Raghav Jain, an IPiB graduate student, will be defending his Ph.D. research on August 7, 2023.
Jain’s work in the Simcox Lab investigates the role of the lysosomal lipid bis(monoacylglycerol)phosphate (BMP) on mammalian homeostasis and response to cold. His research focuses on answering some of the basic biological questions about how BMP lipids are regulated and what happens in the absence of regulation.
Jain found that transcription factor EB (TFEB) is a regulatory factor in BMP lipid production: reducing availability of TFEB resulted in a decrease in BMP lipids. Using mice as a model organism, Jain’s research indicated that when TFEB in the liver is reduced, mice were unable to regulate heat production and could not produce enough heat to survive.

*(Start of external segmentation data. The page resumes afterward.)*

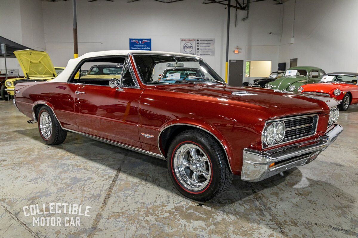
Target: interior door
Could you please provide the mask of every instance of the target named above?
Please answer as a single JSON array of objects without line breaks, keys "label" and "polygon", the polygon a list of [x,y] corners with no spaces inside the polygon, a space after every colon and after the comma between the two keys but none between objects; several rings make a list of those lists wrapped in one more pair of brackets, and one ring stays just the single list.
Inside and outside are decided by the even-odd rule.
[{"label": "interior door", "polygon": [[228,83],[232,86],[242,86],[242,74],[244,61],[230,60],[229,61],[229,76]]},{"label": "interior door", "polygon": [[138,127],[142,90],[82,85],[76,91],[76,122],[80,131],[141,147]]}]

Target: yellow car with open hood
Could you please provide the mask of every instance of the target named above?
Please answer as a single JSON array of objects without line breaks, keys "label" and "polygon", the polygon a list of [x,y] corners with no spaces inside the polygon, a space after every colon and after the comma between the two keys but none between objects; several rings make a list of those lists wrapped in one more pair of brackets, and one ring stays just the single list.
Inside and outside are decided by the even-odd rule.
[{"label": "yellow car with open hood", "polygon": [[16,83],[21,82],[47,81],[57,76],[63,67],[54,67],[48,54],[44,51],[33,50],[17,50],[14,54],[19,61],[24,77],[9,79],[5,81],[9,95],[14,96]]}]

“These results indicated that TFEB was regulating crucial processes for cold survival,” Jain explains. “We’ve since found that TFEB is regulating lipid metabolism in the liver – it’s binding genes related to lipid catabolism. Without TFEB, mice seem to have altered energy production, which is reducing fuel for other tissue. That’s making it harder to produce heat.”

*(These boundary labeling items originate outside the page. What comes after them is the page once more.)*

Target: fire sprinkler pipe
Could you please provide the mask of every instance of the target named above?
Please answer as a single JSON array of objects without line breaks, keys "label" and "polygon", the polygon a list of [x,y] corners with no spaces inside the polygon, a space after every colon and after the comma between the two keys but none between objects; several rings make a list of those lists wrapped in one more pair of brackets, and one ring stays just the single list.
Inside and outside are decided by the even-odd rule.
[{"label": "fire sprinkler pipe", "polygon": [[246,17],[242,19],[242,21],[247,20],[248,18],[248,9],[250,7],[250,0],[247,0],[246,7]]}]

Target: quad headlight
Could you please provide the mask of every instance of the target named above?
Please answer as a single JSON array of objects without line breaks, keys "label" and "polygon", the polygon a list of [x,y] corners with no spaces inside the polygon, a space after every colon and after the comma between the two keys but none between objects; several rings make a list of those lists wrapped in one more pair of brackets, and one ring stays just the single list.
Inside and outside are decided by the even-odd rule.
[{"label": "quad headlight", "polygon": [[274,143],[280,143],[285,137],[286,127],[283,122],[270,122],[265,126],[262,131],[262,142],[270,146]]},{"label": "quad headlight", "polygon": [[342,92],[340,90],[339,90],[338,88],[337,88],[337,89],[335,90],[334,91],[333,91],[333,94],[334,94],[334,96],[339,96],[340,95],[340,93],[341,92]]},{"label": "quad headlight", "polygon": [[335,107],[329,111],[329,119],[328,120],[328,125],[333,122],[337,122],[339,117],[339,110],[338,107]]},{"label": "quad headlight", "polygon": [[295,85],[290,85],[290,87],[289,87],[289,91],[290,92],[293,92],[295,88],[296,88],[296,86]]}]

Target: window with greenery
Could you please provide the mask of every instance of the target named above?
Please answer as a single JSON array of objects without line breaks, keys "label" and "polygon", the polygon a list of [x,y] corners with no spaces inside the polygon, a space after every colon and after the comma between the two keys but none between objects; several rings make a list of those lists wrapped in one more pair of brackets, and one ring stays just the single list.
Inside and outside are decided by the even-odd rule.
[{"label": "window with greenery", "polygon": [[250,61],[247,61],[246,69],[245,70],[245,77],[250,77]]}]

Jain knew before his first day in the IPiB program that he was interested in studying metabolism in the Simcox Lab. He first met Judith Simcox, then in her first week as a professor in the Department of Biochemistry, at a dinner for prospective graduate students. “It was one of the best faculty interactions I had,” says Jain of his initial conversation with Simcox. “We had a lot of similar interests and we got along well. I’d actually worked on fatty acids, which are a type of lipid, for my undergraduate research. Then when I did my rotations after I started in the program, I learned that there are so many things I never thought about with lipid biology. It was an easy fit.”
In addition to the research, Simcox’s emphasis on outreach was a draw. Jain participated in the Annual Biomedical Research Conference for Minoritized Scientists (ABRCMS), where he spoke to undergraduate students interested in careers in scientific fields about navigating next steps after college.
After graduating, Jain intends to remain in the Simcox Lab into the fall semester to finish ongoing research and articles. From there, he plans on a career in industry, continuing to use mass spectrometry to study lipids and metabolites. “I want to continue using these tools to gain basic insight into our metabolism,” says Jain. “And then, how the processes are messed up in a disease context.”
To learn more about Jain’s research, attend his Ph.D. defense, “Discovery of lipid signaling programs for energy homeostasis” on Monday, August 7, 2023 at 10:00 a.m. CT in Room 1211 of the Hector F. DeLuca Biochemical Sciences Building.